実施例2~の難燃性布帛はセルロース繊維を含むために、実施例1と比較すると、平面摩耗強力はやや低くなったが、難燃性(LOI値)が向上した。
【0050】
実施例5の難燃性布帛は、構成繊維としての紡績糸が40番手と実施例1よりも細いものであったために、実施例1と比較すると平面摩耗強力は低くなったが、通気性が向上したために上記式(II)で得られる値は好ましいものとなり、快適性のバランスが良好であった。
【0051】
実施例6の難燃性布帛は編物であったために、織物である実施例1と比較すると、平面摩耗強力は低くなったが、通気性が向上したために上記式(II)で得られる値は好ましいものとなり、快適性のバランスが良好であった
【0052】
比較例1の難燃性布帛においては、ポリアミド繊維を用いていないために、拡散乾燥速度が遅くなるとともに、平面摩耗強力が低くなることで、上記式(II)で得られる値は本発明の範囲外となり、快適性のバランスに劣るものであった。
【0053】
比較例2の難燃性布帛においては、リップ組織の無い綾織を採用したことから摩耗強力に劣るために、平面摩耗強力を高くしようとして目付けを高めた。そのため、平面磨耗強力は良好であったが通気性に顕著に劣るものとなることで、上記式(II)で得られる値は本発明の範囲外となり、快適性のバランスに劣るものであった。
【0054】
比較例3の難燃性布帛においては、モダクリル繊維とセルロース繊維のみからなるために、上記式(II)で得られる値は本発明の範囲外となり、快適性のバランスに劣るものであった。また、燃焼時に発生する有害ガスが多く、安全性にも問題があるものであった。
【0055】
比較例4の難燃性布帛においては、比較例1の難燃性布帛の快適性のバランスを向上させるために、構成繊維としての紡績糸を40番手と細いものとして目付けを低減させて通気性を向上させた。

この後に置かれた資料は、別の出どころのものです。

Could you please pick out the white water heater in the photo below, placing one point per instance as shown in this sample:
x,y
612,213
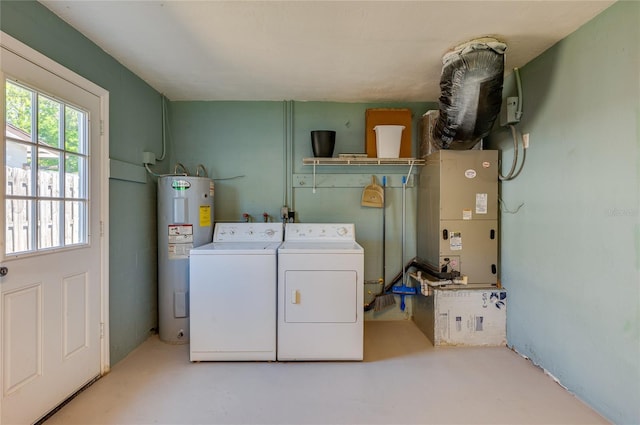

しかし、平面摩耗強力が顕著に低く、本発明の効果を達成することができなかった。
【0056】
比較例5の難燃性布帛においてはポリアミド繊維を用いていないために、実施例6と比較すると、平面摩耗強力および拡散乾燥速度が悪くなり、上記式(II)で得られる値は本発明の範囲外となり、快適性のバランスに劣るものであった。